Google translation does not work by rules and grammars. Machine translation gave up on that decades ago. Pity, because I spent well over a decade coding morphological rules for Greek, and it was a lot of fun.
Machine translation works on statistics. To gather the statistics, you need a large amount of bilingual texts.
Now, there is an order of magnitude more ancient Greek than ancient Latin texts, much of it translated. And there are a substantial number of mediaeval Greek texts as well.
But even if the interest was there in ancient Greek machine translation, the material would not be.
- Optical character recognition for the squiggles of polytonic Greek is not great, and would degrade the quality of any bilingual corpus substantially, unless someone had typed the text in. (Both Perseus and the TLG have; Google did talk to the TLG once while I was working there, but it was about teaching materials, not machine translation.)

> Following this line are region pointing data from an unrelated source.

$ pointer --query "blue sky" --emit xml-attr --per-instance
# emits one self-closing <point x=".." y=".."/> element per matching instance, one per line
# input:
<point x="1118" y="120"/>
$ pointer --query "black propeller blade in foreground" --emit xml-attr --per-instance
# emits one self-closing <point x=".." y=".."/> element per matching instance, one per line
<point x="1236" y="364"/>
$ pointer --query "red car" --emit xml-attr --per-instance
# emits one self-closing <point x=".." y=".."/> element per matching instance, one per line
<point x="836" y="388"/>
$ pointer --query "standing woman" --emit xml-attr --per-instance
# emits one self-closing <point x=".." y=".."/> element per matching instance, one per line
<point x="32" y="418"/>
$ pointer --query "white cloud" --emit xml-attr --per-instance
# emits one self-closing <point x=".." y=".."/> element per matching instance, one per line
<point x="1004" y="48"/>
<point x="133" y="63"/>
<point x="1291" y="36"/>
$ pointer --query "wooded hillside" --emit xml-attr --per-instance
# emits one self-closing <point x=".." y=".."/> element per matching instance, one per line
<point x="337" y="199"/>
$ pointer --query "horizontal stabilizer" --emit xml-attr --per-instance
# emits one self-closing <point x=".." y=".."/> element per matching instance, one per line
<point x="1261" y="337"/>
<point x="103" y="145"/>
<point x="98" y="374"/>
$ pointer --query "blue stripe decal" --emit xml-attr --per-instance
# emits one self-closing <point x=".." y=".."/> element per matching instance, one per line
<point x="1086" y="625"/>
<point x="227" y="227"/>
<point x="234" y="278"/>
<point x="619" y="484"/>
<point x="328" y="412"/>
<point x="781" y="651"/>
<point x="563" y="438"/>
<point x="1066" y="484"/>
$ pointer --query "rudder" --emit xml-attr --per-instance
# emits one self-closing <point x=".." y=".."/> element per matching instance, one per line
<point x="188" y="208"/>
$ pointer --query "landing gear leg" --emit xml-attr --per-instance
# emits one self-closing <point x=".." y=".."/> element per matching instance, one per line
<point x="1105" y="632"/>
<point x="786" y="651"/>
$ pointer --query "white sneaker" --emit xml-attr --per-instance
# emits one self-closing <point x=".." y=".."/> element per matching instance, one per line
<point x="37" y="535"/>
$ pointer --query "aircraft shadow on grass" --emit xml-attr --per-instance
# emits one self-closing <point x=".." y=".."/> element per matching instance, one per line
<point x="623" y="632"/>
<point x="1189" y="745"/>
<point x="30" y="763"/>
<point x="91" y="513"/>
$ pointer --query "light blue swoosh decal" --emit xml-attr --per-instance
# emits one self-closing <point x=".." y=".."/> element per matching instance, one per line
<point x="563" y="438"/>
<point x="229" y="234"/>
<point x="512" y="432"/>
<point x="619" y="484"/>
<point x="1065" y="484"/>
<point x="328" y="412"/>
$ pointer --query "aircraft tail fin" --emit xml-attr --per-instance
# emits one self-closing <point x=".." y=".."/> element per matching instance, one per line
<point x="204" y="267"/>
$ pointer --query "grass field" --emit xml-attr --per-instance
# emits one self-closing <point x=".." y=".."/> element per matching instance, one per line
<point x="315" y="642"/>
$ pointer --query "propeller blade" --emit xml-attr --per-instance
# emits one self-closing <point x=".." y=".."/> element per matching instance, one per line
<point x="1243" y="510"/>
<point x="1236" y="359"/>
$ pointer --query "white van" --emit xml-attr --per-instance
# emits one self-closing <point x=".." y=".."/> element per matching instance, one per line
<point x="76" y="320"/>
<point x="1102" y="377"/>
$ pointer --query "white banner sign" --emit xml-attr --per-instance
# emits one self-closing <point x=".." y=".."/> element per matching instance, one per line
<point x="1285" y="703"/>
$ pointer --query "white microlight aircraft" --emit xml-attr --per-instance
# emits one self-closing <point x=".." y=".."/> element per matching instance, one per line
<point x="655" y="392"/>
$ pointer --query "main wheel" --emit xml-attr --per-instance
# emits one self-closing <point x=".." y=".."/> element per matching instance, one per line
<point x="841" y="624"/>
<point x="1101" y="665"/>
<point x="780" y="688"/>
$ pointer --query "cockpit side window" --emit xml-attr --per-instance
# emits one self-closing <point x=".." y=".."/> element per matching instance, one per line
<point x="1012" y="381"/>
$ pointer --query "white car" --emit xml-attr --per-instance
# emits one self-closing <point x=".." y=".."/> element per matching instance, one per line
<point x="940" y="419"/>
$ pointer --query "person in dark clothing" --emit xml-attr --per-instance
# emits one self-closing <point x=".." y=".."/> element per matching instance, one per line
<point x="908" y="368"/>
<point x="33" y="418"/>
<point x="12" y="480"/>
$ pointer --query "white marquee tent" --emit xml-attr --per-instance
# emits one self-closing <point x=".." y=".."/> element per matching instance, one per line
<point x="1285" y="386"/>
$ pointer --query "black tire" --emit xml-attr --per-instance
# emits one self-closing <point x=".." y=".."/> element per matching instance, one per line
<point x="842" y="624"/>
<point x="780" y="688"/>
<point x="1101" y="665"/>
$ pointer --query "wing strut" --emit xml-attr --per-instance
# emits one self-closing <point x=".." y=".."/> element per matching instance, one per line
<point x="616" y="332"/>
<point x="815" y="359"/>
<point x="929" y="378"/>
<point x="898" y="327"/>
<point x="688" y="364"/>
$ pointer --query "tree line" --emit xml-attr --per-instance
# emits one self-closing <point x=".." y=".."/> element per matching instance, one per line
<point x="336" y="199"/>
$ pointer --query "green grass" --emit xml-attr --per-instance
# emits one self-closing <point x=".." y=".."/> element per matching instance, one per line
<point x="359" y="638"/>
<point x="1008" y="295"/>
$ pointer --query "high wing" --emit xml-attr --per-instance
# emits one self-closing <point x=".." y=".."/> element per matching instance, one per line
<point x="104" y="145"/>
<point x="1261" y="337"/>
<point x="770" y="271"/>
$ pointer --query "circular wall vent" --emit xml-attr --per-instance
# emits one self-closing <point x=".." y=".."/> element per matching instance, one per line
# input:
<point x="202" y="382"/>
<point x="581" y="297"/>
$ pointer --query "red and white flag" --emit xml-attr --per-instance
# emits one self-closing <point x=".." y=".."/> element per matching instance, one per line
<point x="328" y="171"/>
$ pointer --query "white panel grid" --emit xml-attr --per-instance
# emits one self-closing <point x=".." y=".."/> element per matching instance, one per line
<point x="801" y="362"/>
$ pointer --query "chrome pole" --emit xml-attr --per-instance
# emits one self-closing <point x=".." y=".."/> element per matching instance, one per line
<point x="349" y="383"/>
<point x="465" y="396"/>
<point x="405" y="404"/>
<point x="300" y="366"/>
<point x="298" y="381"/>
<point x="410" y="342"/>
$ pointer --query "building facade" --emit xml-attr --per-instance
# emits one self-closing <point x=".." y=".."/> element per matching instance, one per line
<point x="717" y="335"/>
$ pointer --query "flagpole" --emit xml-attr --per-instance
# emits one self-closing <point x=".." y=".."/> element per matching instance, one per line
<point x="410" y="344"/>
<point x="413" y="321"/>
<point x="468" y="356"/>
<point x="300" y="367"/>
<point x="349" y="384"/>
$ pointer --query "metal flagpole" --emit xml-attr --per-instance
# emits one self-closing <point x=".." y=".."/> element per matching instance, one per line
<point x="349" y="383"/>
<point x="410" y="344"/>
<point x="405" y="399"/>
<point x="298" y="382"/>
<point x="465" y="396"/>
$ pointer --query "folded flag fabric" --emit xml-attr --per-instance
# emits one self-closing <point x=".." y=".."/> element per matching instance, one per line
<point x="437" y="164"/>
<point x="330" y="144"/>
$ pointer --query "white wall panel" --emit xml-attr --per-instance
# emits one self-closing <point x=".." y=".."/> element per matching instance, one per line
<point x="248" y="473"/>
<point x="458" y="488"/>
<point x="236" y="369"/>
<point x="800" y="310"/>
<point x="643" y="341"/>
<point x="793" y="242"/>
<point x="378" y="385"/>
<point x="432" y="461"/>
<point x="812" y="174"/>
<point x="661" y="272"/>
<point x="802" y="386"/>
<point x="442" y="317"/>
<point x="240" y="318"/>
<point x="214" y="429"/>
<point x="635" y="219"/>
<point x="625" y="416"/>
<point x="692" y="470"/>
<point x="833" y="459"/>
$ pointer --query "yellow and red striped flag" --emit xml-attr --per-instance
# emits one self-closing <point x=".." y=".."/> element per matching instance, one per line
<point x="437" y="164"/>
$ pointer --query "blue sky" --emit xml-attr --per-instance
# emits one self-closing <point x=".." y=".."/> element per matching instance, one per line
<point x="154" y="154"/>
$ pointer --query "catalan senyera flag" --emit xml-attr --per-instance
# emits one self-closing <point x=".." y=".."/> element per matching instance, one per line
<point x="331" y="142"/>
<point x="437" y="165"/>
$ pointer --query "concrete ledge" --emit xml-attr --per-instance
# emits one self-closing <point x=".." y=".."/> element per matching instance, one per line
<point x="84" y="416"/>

- The classical corpus is probably not big enough to be useful for statistical machine translation; and there is a lot more bilingual text for mediaeval Latin available than for mediaeval Greek.
- Unlike Latin, the classical Greek corpus is multidialectal, which would compromise any statistics even more.
So machine translating ancient Greek would be a lot more hassle than for Latin. And because of the cultural history of Western Europe, there is much less demand for it than there would be for Latin.
Compare the number of translation requests for tattoos on this site, in Latin and in ancient Greek.